Tuesday, October 27, 2020

Teller County travails

Victor gets quiet on a Thursday afternoon, even in summer. Only a handful of older folks milled around, likely stopped before they crossed the hill and hit the slot in Cripple Creek. 

Had one of the German bakeries in Colorado Springs closed its interior and move to window-service since the pandemic, we might not have ventured this deep into Teller County. 

But here we were, taking the mountainside road hugging Pikes Peak’s eastern foothills to reach the mining towns. 

Victor’s businesses were open, from a stately old downtown hotel, several patios and German bakery with its own selection of delightful sweets. We loaded up on sandwiches with fresh-based bread and desserts including carrot cake and peanut butter pie. Preparation took a little while but was worth the time. Being at the front of the line helped. 

Victor’s murals don’t hide that its heyday was a century ago, when the mines drew prospectors to give it a population of 15,000. The number has since dropped to about 400 hearty souls. 

We looped around the silver mine that separates Victor from Cripple Creek, crossing the state’s highest bridge and seeing smoke where we might have normally spied the conical peaks of the Sangre de Cristo. The mountains could not be pried free of the haze today. From the road the open pit mine seems like an unnatural mountain, reconstructed after the mining operation tore it apart. From satellite photos, the terraces of an open pit are plainly visible. 

For all the mountainside driving required to reach either town, they are just minutes apart.
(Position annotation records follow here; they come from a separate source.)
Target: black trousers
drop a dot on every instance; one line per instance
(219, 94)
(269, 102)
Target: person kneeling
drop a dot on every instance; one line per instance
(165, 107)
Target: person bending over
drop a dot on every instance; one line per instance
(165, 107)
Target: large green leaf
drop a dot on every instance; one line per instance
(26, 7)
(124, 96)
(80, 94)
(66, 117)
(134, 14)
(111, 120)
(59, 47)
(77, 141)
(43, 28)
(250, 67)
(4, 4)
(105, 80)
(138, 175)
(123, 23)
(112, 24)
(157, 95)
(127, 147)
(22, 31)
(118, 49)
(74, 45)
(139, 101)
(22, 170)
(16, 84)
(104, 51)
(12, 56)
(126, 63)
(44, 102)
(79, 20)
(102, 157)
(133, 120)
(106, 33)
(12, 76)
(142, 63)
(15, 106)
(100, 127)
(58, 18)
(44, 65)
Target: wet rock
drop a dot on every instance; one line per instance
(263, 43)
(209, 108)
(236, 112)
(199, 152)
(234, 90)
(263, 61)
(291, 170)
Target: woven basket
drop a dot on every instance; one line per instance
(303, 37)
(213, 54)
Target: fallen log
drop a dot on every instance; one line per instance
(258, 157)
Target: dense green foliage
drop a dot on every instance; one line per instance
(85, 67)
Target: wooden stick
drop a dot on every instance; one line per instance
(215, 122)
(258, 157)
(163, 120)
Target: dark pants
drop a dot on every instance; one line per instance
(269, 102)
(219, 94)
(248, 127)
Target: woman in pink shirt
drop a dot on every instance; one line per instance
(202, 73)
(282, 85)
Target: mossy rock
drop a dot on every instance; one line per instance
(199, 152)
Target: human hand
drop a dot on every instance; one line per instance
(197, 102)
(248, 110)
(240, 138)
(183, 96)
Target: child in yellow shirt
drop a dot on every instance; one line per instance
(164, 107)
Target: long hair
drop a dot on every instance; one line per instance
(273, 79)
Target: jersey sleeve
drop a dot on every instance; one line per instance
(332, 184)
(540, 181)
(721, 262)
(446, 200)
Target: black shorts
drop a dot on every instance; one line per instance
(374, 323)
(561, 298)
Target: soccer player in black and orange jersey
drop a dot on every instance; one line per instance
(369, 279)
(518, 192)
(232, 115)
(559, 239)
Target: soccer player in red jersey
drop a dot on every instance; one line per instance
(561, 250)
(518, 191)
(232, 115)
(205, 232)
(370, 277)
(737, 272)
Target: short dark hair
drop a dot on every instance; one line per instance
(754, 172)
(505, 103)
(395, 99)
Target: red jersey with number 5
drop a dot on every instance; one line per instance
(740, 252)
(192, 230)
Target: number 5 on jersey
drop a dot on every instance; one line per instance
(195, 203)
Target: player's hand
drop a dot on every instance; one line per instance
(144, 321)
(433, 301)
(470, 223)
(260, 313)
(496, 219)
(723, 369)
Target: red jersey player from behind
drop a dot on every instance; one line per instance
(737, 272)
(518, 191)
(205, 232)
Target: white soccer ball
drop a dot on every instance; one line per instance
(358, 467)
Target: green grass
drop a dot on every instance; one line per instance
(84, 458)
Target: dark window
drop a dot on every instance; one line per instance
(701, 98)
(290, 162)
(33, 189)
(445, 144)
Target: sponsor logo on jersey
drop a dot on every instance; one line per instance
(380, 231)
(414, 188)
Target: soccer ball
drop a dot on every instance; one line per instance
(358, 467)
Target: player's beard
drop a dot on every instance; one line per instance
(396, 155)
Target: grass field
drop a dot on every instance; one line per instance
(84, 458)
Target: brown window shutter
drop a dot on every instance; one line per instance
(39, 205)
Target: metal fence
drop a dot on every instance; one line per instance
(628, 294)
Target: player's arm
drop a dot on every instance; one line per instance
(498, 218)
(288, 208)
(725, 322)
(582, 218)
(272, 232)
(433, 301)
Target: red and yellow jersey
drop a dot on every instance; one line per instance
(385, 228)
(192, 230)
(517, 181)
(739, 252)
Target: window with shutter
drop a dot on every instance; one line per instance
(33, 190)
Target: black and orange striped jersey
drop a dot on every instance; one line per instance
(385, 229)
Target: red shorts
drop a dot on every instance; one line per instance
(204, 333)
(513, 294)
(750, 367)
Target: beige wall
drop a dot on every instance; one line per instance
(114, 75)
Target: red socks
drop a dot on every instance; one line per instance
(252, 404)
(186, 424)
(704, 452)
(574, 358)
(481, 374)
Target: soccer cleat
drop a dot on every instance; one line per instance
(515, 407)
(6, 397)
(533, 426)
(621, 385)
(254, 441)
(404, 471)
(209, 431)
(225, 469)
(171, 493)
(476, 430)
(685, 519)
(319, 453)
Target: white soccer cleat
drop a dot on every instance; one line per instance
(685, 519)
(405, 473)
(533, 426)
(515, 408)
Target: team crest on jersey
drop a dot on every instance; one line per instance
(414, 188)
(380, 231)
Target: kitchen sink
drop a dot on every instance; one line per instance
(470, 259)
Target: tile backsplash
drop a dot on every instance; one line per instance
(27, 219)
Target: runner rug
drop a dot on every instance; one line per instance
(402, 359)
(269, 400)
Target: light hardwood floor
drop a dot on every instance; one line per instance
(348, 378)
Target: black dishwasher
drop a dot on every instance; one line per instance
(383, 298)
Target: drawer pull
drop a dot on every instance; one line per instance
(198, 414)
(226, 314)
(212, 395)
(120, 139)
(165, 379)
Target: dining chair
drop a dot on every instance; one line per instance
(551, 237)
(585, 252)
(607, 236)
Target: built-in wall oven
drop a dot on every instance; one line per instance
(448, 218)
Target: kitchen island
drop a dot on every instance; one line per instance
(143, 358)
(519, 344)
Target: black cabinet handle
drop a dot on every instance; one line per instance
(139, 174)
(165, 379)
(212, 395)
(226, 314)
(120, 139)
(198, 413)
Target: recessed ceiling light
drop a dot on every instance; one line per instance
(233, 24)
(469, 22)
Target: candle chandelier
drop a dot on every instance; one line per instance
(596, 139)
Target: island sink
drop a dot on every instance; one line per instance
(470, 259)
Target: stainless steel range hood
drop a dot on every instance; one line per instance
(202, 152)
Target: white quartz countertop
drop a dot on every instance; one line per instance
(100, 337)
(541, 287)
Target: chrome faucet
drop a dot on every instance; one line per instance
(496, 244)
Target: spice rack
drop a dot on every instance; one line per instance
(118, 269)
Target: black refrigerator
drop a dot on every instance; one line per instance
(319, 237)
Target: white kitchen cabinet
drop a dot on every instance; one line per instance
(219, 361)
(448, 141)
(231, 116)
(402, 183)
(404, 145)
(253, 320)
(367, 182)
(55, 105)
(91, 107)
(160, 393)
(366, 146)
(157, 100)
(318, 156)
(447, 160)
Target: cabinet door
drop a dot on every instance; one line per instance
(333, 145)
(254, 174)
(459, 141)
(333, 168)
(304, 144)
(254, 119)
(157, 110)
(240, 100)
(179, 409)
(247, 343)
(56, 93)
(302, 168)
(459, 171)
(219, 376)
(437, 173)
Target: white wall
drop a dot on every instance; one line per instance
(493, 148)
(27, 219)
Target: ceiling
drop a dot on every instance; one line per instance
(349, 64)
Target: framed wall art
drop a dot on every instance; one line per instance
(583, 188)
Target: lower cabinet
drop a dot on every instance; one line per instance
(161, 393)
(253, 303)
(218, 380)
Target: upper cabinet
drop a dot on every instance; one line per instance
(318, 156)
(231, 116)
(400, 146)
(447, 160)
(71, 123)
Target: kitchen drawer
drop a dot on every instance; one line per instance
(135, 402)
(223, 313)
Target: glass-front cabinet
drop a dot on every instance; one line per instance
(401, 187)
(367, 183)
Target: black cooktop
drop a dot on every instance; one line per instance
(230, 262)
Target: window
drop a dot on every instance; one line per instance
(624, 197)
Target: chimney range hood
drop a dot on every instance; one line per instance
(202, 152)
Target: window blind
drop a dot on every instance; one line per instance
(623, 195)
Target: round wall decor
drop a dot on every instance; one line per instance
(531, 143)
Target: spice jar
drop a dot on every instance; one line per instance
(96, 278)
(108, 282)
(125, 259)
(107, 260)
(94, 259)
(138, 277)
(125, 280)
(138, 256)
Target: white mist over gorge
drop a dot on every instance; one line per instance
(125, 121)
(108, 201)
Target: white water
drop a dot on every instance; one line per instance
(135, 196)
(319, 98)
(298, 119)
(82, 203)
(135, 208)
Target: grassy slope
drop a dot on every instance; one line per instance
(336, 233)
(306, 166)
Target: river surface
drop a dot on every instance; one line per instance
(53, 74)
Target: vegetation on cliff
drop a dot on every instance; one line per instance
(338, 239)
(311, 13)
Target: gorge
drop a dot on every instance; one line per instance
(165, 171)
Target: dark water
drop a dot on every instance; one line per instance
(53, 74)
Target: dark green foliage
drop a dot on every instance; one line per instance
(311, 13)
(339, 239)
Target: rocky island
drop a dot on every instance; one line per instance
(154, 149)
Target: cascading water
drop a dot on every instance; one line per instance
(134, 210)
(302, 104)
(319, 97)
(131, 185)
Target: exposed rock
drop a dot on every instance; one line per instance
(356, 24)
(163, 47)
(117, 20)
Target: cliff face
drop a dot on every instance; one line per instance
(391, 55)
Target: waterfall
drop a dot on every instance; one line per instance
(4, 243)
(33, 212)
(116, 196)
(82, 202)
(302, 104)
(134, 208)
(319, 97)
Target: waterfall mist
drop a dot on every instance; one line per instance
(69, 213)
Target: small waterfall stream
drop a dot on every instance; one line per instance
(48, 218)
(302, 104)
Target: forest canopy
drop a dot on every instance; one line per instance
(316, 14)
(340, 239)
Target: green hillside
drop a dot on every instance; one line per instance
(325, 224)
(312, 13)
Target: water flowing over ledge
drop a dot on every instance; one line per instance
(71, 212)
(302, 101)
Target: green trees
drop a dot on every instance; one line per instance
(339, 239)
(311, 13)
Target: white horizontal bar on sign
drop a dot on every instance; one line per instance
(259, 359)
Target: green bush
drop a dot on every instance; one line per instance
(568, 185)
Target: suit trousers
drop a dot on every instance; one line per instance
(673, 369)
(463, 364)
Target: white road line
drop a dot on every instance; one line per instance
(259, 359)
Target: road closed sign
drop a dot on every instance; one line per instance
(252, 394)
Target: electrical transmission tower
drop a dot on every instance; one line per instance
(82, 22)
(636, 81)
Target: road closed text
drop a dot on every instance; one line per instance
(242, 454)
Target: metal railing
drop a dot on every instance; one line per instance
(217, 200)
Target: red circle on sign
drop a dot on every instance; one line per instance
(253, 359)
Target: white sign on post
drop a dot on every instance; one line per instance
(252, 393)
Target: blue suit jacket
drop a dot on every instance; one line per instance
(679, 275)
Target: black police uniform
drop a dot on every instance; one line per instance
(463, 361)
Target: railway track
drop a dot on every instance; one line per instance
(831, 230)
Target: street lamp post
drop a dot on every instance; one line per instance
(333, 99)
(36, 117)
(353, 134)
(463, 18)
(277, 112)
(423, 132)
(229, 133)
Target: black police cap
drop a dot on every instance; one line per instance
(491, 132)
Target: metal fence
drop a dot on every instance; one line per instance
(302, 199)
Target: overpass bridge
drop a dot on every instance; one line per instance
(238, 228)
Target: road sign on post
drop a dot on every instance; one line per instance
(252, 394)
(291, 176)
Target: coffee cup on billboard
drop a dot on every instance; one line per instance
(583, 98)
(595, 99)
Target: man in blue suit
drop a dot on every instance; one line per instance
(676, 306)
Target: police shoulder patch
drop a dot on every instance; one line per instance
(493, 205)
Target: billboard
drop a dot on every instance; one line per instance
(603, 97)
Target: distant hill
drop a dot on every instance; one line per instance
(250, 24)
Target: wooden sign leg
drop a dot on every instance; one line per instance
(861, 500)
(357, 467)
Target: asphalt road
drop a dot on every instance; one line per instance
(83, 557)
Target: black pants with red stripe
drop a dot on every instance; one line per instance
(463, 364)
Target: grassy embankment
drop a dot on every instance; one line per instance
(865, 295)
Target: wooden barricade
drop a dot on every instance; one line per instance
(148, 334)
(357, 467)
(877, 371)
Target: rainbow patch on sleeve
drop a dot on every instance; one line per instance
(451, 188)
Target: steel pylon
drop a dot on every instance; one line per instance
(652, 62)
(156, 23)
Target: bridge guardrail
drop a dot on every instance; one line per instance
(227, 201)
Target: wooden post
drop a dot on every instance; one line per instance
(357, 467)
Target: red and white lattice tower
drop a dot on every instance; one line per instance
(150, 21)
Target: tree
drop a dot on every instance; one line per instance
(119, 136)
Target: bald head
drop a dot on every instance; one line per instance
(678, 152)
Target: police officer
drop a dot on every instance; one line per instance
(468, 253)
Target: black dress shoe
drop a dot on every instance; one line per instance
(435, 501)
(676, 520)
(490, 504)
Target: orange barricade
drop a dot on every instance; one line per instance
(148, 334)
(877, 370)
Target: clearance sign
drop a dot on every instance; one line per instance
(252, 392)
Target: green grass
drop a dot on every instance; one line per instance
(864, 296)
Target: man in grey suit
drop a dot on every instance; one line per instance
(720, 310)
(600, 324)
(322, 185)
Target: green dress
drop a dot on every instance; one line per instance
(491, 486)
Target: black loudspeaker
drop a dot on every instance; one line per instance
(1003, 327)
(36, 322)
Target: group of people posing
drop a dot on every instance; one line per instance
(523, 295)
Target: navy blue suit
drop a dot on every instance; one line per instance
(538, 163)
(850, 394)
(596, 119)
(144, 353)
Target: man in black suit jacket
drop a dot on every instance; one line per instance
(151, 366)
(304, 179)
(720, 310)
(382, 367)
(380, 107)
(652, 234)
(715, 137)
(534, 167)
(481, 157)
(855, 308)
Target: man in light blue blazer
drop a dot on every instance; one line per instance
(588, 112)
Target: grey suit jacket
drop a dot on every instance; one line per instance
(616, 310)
Early on we cross the Arequa Gulch Bridge, crossing the state’s highest bridge, built by the mining company when the mine tailings overcame the lower road to Cripple Creek. Even the gambling mecca of Cripple Creek had a lazy feel this afternoon.

Teller County Road 1 swung us out of town. I had never driven this road and felt better for finally tackling it. We were on the far side of Dome Rock State Wildlife Area and there was no traffic. The small rugged mountains felt more like rockpiles at times. Farms rolled past, including one fenced field dotted with llamas.

A familiar crossroads emerged. The national monument signs halted the rows of housing developments. The rumple hills and the former lakebed of Florissant emerged. We got our lunch at the Barksdale Picnic Area. 

The creek through Barksdale was dry this fall. Every other time I had visited, clear waters bubbled down the narrow channel shaded by grasses. The grasses were parched, the waters gone months earlier. I only hoped the water would return when the precipitation returned, and that it would not be long. 

Barksdale always felt like a slice of heaven. How could it not? A placid roll of hills, a grassy meadow and a creek that few people bothered to visit. 

The ride down the hill to the Springs would come soon enough. A few beers at a craft brewery would suffice for an end to the evening. The taproom windows faced the mountains, and even with the smoke, the peaks delivered a show of color and light. The sun set directly behind the peak of Pikes Peak, the red-orange ball descending through smoke-tinged haze.